The drone pilot in Nevada picked up the Americans’ gunfire and heat signatures with the infrared camera, but couldn’t decipher much more than the position, number of individuals and confirmation of gunfire. From the Air Force analysts’ offices in Indiana, observers decided the gunfire of the three individuals was, “oriented to the west, away from friendly forces.” Since the fire was directed at the insurgent position and away from the main US position, the analysts agreed the three were ‘friendlies’.
Rather than communicate via a real-time audio radio system, or even telephone, the Air Force analysts in Indiana and the Predator drone pilot in Nevada used a slow, typed, internet-style chat room to communicate back and forth with each other.
While the Air Force analysts in Indiana had confirmed they believed the three soldiers were ‘friendlies’, the Pentagon investigation shows that for some reason, they didn’t let the USAF drone pilot or the US Marines on the ground know that. The report even found that at one point, the analysts in Indiana did type that the three were ‘friendlies’”. But seconds later, they changed ‘friendlies’ to ‘Unable to discern who personnel were’. The Pentagon report shows no sign that the analysts ever changed their suspicions about the three and doesn’t speculate whey the analysts changed their type-written description.
When the drone pilot set his sights on his target, he announced, “Time of flight 17 seconds”. Within seconds and obviously seeing something drastically amiss, a Marine frantically radioed his urgent warning of, “the wrong building”. Seconds later, the American Predator drone pilot from his controls in Nevada attacked the three US soldiers with a Hellfire Missile killing Staff Sgt. Smith and Navy Medic Rast.
The Pentagon investigation appeared to lay the blame for the friendly fire deaths on four specific individuals – the Mission Intelligence Coordinator charged with informing the pilot of the analysts’ findings, and three Marine officers in command on the ground at the scene.
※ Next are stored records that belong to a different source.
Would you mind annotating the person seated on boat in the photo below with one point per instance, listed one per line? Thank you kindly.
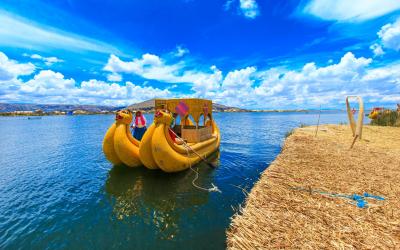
(139, 125)
(173, 122)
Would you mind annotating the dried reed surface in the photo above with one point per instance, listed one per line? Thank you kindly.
(283, 210)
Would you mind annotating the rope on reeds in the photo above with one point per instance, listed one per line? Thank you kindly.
(212, 189)
(358, 200)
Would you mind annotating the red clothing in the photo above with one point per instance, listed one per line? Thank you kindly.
(140, 121)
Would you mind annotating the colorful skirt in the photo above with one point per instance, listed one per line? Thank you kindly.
(139, 132)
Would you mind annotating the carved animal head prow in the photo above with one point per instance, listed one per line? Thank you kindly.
(124, 116)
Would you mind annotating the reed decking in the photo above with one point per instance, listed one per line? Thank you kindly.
(287, 208)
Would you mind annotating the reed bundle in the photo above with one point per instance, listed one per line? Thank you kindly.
(297, 202)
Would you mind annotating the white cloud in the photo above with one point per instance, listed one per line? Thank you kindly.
(17, 32)
(228, 5)
(377, 49)
(272, 88)
(307, 87)
(249, 8)
(47, 60)
(181, 51)
(350, 10)
(390, 35)
(48, 86)
(114, 77)
(148, 66)
(11, 69)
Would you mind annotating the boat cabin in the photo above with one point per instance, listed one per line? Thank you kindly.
(193, 117)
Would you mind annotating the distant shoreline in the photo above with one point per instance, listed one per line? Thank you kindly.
(58, 113)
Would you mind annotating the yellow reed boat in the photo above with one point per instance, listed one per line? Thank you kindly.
(192, 138)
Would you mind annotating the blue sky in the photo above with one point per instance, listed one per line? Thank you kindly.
(246, 53)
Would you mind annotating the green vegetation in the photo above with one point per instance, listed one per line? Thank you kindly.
(387, 118)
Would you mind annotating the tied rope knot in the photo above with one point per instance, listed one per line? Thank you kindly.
(212, 189)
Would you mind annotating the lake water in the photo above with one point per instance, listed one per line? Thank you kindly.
(57, 190)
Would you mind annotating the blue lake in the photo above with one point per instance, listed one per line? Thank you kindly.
(57, 190)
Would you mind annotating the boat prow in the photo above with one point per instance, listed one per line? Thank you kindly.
(169, 148)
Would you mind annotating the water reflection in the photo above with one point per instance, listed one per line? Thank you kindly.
(155, 198)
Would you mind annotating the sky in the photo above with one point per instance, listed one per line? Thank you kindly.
(294, 54)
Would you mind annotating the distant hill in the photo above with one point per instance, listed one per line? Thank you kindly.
(11, 107)
(149, 106)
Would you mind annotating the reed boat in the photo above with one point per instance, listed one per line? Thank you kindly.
(182, 134)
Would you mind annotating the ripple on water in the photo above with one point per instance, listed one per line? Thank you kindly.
(58, 191)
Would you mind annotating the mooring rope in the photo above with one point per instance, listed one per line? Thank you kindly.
(356, 199)
(212, 189)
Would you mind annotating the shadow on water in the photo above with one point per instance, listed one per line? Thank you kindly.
(156, 199)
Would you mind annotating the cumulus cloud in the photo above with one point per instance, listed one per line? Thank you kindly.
(181, 51)
(390, 35)
(148, 66)
(114, 77)
(306, 87)
(249, 8)
(47, 60)
(11, 69)
(350, 11)
(48, 86)
(309, 86)
(377, 49)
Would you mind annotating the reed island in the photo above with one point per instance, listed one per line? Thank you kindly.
(320, 194)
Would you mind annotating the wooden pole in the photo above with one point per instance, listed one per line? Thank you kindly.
(319, 116)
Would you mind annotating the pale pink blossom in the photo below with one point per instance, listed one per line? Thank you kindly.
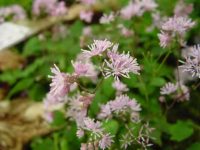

The report found that when the gunfire of the three ‘unknown combatants’ was confirmed to be aimed at the insurgent position, that information was not relayed to either the Predator drone pilot or to the Marine Platoon commander on the ground. Rather than fault the operating procedures, communication system or the Air Force analysts, the report laid the blame for the tragic accident at the feet of the Marine commander on the ground. The report declared that the friendly fire drone attack “was initiated by the on-scene ground force commander’s lack of overall situational awareness and inability to accurately communicate his friendly force disposition in relation to the enemy.”